O ataque às universidades

(Publicado em O Estado de São Paulo, 11 de julho de 2025)

As universidades de pesquisa dos Estados Unidos estão entre  as melhores do mundo, segundo as diversas avaliações internacionais, graças à qualidade da pesquisa, à formação que dão a seus estudantes e seu impacto da economia e na sociedade.  Só as universidades de Harvard, Chicago e Berkeley têm cada uma mais de cem  ganhadores de Prêmio Nobel, entre professores e ex-alunos. Graças às parcerias que estabelecem com empresas e governos, são corresponsáveis pelas principais inovações científicas nas áreas de saúde, engenharia e computação, e seus departamentos de economia, ciências sociais e literatura são fontes permanentes de novas ideias e intepretações sobre a sociedade e a cultura.  Não é à toa que tantos países tratam de copiar seu modelo, com suas escolas de pós-graduação, parcerias com o setor produtivo e formas modernas de gestão, e que estudantes de todo o mundo compitam para  estudar lá. E, no entanto, elas estão sendo violentamente atacadas pelo governo de Donald Trump, que as acusa de discriminar contra os que não concordam com as doutrinas que propagam; discriminar contra americanos brancos, em detrimento de estrangeiros e membros de supostas minorias; e de antissemitismo, por permitirem que professores e alunos se mobilizem contra as políticas do governo de Israel em Gaza. Além disto, são acusadas de gastar mal o dinheiro que recebem e não pagar os impostos que deveriam.

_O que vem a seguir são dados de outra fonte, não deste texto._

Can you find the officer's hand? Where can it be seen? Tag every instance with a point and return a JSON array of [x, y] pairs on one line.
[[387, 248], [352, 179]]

O ataque de Trump às universidades é claramente parte de uma ideologia populista, anti-intelectual e anticientífica que não é muito diferente das acusações que o governo Bolsonaro fazia às universidades brasileiras. O sociólogo Jonathan F. Cole, professor e ex-reitor da Universidade de Columbia, escreveu um artigo recente no New York Times denunciando as ações de Trump como um ataque fundamental aos valores e funcionamento do sistema universitário, e criticando Columbia por ter cedido às exigências do governo. Em contraste, a recusa de Harvard em se submeter tem sido amplamente elogiada como a única atitude possível contra esta interferência desmedida.

Não basta, no entanto, criticar a extrema direita, é necessário também olhar para dentro e se perguntar em que medida as universidades também não têm alguma responsabilidade pelos ataques que estão sofrendo. O próprio Cole, em um livro de 2019, The Great American University, falava sobre a necessidade de lidar com as dificuldades das universidades que ele tanto admirava. Uma delas era enorme concentração de recursos, prestígio e poder nas instituições de elite, criando uma grande frustração entre os milhões de estudantes  que disputavam todos os anos suas poucas vagas, e milhares de professores e pesquisadores talentosos que se candidatavam inutilmente para seus postos acadêmicos.  Outro problema era a grande dependência das universidades em relação dos financiamentos que recebiam dos governos e empresas, fazendo com que se tornassem suscetíveis a interferências em sua autonomia. E criticava ainda o halo de invencibilidade em que viviam as universidades, fazendo com que não respondessem de forma adequada às críticas que recebiam.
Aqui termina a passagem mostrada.